La tendenza non riguarda solo i match della squadra di casa, ma tutte le sfide che si sono succedute nei 12 impianti scelti dalla Fifa. Volo, hotel e ticket rappresentano un salasso che pochi si sono potuti permettere. Non stupisce che il popolo che ha migrato di più verso il Brasile durante il mese di Coppa siano stati gli americani. Per la passione crescente degli yankee verso il pallone, certo, e anche per la relativa vicinanza dei due paesi, ma soprattutto per il potere d’acquisto degli americani molto superiore alla media. Sono stati quasi 200 mila i biglietti aerei comprati dagli Stati Uniti in questo periodo. Al secondo posto l’Argentina con 61 mila, seguita da Germania e Inghilterra.
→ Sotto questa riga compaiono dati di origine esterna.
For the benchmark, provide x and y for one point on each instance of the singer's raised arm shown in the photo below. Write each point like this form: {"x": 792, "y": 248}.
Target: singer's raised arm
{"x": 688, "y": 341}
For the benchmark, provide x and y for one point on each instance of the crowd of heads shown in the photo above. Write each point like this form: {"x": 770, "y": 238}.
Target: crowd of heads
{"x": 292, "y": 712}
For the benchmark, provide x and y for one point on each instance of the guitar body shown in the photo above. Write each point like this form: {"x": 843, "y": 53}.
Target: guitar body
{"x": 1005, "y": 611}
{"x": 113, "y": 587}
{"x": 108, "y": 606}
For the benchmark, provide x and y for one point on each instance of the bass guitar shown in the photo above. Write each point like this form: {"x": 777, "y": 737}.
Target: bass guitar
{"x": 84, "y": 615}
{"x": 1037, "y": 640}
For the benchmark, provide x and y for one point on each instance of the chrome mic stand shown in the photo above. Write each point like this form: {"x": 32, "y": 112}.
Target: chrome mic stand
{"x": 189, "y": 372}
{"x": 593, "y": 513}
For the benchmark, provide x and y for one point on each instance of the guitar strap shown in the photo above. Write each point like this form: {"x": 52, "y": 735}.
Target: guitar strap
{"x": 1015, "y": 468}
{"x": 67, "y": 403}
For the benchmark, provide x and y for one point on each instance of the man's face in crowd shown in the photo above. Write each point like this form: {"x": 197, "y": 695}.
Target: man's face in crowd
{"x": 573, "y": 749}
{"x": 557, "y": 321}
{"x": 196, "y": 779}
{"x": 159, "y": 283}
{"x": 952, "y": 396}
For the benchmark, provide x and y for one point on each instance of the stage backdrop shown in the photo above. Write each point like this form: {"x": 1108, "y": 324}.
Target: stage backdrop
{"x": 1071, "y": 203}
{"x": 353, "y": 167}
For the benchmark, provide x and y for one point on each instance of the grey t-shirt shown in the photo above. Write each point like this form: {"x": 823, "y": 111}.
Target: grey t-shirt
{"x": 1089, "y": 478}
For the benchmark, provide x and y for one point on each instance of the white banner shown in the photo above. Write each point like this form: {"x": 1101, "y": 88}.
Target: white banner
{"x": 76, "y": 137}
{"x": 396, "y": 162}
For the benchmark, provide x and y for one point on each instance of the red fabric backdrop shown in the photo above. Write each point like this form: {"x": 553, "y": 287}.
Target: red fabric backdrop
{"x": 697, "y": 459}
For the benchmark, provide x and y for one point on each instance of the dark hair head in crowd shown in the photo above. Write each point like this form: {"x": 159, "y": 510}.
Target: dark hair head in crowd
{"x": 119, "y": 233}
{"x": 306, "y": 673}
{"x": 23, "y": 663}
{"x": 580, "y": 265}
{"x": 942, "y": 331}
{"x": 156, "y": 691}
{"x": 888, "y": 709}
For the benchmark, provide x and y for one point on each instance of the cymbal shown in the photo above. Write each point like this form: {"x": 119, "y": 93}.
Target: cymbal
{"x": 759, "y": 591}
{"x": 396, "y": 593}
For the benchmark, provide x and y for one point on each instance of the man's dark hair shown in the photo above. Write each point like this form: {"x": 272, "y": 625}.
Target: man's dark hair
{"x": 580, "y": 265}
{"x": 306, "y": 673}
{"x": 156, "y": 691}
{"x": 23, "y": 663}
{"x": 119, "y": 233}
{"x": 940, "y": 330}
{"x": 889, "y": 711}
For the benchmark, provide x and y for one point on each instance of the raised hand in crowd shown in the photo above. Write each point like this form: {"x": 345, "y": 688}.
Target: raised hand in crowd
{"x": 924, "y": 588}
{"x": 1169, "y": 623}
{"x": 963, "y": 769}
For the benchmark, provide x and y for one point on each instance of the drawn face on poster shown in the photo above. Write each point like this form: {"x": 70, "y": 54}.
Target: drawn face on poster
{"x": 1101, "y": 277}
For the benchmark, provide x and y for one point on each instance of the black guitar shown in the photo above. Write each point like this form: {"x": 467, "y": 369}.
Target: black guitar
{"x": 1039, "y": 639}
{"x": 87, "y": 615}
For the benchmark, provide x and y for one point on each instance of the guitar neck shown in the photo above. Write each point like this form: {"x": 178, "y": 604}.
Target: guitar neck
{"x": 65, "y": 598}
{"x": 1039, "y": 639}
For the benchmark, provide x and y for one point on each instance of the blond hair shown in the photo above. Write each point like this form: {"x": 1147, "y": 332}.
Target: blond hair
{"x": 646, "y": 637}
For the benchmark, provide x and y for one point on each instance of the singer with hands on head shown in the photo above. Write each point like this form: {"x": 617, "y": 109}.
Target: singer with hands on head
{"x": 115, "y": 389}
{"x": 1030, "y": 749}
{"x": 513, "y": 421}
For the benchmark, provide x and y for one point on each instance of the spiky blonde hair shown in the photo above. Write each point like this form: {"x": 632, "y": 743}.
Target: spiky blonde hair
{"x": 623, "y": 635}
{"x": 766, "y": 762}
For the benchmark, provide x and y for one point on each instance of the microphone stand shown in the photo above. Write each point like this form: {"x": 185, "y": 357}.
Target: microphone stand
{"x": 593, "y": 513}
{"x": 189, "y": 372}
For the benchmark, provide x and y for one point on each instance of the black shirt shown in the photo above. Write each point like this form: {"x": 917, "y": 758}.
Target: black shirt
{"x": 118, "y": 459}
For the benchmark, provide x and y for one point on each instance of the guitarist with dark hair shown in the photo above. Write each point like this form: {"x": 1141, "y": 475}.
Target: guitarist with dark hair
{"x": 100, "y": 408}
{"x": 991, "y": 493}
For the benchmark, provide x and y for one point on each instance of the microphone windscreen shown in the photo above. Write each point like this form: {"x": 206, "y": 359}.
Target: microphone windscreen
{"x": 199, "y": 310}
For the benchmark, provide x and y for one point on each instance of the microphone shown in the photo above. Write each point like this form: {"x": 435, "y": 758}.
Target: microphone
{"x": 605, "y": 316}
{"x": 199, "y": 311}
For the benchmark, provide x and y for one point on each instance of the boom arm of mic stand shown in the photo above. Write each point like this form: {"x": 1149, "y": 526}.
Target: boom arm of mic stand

La statistica della presenza di tifosi di colore sugli spalti si abbassa ulteriormente.
Inoltre il tifoso altolocato difficilmente partecipa o si fa sentire con i cori. Se l’effetto sonoro dell’arena che intonava a una sola voce l’inno nazionale è stato una costante da brividi, durante i novanta minuti i supporter verdeoro sono rimasti in silenzio. Durante le sfide contro Messico e Cile i cori degli ospiti coprivano quelli brasiliani e secondo alcuni commentatori alla squadra di Scolari in questo Mondiale è mancato il fattore casa.
Il Brasile ha dovuto adeguare i suoi stadi e il suo modo di vivere la partita per il grande ballo universale della Coppa. Gli impianti sono stati ammodernati e resi più sicuri, ma meno coinvolgenti. Ovunque è scomparsa la Geral, il settore con i posti in piedi più vicino al campo di gioco, dove di solito siede la parte più animata e organizzata della tifoseria. La più famosa di tutte era quella del Maracanà, abbattuta nel nuovo design che ha ridotto di quasi centomila unità la capienza. Ma tanto questo non è più un problema del Brasile.